Dr Robert Knight, of the School of Social Sciences, says he feels “greatly honoured” to have been awarded the Sir Peter Ustinov Guest Professorship at Vienna University for the summer semester 2019.
The role, which is appointed annually, was originally created by Sir Peter himself prior to his death.
The celebrated actor, director and storyteller, believed, in his own words, that “prejudices are the starting point of many accumulating disasters in this world” and created the position to try and influence change.
The Professorship aims to "support and conduct studies investigating the origins of prejudices and their impact on the resolution of conflicts and on human behaviour, with a view to combating and overcoming prejudices seen as a root cause of poverty, discrimination and conflicts in the world and thereby contribute to a non-confrontational social coexistence among peoples.”
Previous chair holders include the Hungarian philosopher Professor Ágnes Heller, Professor Andrei Markovits, of the University of Michigan, and Professor Verena Kast, of the University of Zürich.
The role entails delivering a programme of lectures and seminars that relate to the subject of tolerance, intolerance and the combatting of prejudice.
During his Professorship, Dr Knight, a senior lecturer in International History at Loughborough University, will be attached to the Institute of Contemporary History of Vienna University and will be lecturing on the history of liberal ideas.

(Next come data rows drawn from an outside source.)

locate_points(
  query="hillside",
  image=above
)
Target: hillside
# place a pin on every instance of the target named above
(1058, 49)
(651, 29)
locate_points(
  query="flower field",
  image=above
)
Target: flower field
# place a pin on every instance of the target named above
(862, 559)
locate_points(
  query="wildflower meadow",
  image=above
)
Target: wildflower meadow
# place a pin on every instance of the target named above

From John Locke to Brexit, he will examine a range of ideas from the 17th century to the present day and themes of tolerance and intolerance.

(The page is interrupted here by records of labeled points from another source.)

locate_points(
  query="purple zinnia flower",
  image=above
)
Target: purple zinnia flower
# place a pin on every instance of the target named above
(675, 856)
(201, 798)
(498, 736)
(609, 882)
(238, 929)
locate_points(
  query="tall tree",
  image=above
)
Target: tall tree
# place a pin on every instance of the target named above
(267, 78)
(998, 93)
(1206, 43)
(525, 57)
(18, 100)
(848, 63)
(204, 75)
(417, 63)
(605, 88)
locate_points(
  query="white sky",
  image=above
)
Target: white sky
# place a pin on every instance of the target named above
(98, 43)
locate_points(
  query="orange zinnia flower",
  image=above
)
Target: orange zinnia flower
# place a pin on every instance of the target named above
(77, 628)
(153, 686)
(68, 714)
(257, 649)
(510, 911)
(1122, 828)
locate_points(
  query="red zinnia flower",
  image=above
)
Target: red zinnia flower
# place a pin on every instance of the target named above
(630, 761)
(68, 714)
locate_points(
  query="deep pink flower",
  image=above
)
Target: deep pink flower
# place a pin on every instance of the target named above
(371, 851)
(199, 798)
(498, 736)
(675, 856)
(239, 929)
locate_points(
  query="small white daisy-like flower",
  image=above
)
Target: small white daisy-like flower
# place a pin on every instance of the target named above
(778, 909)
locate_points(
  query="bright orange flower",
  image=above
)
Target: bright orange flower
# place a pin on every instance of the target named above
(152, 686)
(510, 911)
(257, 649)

Dr Knight’s lectures and seminars will look at John Milton's Areopagitica, Voltaire, Mary Wollstonecraft, J.S.Mill, Brian Barry, Susan Mendus plus the legacy of National Socialism to name but a few topics.
He will end the programme of events by discussing the evidence of intolerance in the Referendum Campaign, using a text by the murdered MP Jo Cox.
Commenting on his appointment, Dr Knight said: “I feel greatly honoured, not only because Sir Peter Ustinov was a larger-than-life polymath but because I have great sympathy for his ideals.
“I am also strongly aware that I am following in the footsteps of several eminent scholars.
“I hope to deepen our understanding of the roots of intolerance through exploring historical controversies about the nature of tolerance.”